如果缺少中间名,那么您只能获得FIRST_NAME和LAST_NAME(MIDDLE_NAME将为NULL).
你可以将它粉碎成一个巨大的嵌套的SUBSTRING blob,但是可读性很难,就像在SQL中执行此操作一样.
编辑 - 处理以下特殊情况:
1 - NAME字段为NULL
2 - NAME字段包含前导/尾随空格
3 - 名称字段在名称中有> 1个连续空格
4 - NAME字段仅包含名字
5 - 为了便于阅读,将最终输出中的原始全名作为单独的列包括在内
6 - 将特定的前缀列表作为单独的"标题"列处理
SELECT
FIRST_NAME.ORIGINAL_INPUT_DATA
,FIRST_NAME.TITLE
,FIRST_NAME.FIRST_NAME
,CASE WHEN 0 = CHARINDEX(' ',FIRST_NAME.REST_OF_NAME)
THEN NULL --no more spaces? assume rest is the last name
ELSE SUBSTRING(
FIRST_NAME.REST_OF_NAME
,1
,CHARINDEX(' ',FIRST_NAME.REST_OF_NAME)-1
)
END AS MIDDLE_NAME
,SUBSTRING(
FIRST_NAME.REST_OF_NAME
,1 + CHARINDEX(' ',FIRST_NAME.REST_OF_NAME)
,LEN(FIRST_NAME.REST_OF_NAME)
) AS LAST_NAME
FROM
(
SELECT
TITLE.TITLE
,CASE WHEN 0 = CHARINDEX(' ',TITLE.REST_OF_NAME)
THEN TITLE.REST_OF_NAME --No space? return the whole thing
ELSE SUBSTRING(
TITLE.REST_OF_NAME
,1
,CHARINDEX(' ',TITLE.REST_OF_NAME)-1
)
END AS FIRST_NAME
,CASE WHEN 0 = CHARINDEX(' ',TITLE.REST_OF_NAME)
THEN NULL --no spaces @ all? then 1st name is all we have
ELSE SUBSTRING(
TITLE.REST_OF_NAME
,CHARINDEX(' ',TITLE.REST_OF_NAME)+1
,LEN(TITLE.REST_OF_NAME)
)
END AS REST_OF_NAME
,TITLE.ORIGINAL_INPUT_DATA
FROM
(
SELECT
--if the first three characters are in this list,
--then pull it as a "title". otherwise return NULL for title.

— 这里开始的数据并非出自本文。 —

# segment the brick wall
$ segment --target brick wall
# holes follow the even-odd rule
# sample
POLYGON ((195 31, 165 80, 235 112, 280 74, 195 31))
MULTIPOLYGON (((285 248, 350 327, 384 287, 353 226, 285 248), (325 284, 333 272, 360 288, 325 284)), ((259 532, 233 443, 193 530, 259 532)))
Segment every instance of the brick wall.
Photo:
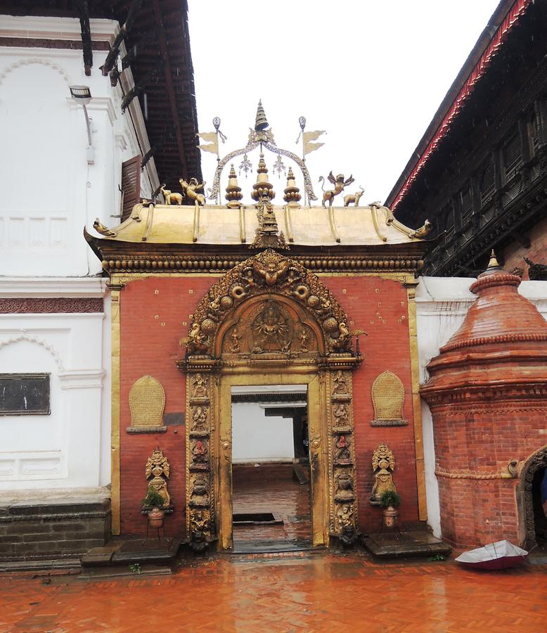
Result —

CASE WHEN SUBSTRING(TEST_DATA.FULL_NAME,1,3) IN ('MR ','MS ','DR ','MRS')
THEN LTRIM(RTRIM(SUBSTRING(TEST_DATA.FULL_NAME,1,3)))
ELSE NULL
END AS TITLE
--if you change the list, don't forget to change it here, too.
--so much for the DRY prinicple...
,CASE WHEN SUBSTRING(TEST_DATA.FULL_NAME,1,3) IN ('MR ','MS ','DR ','MRS')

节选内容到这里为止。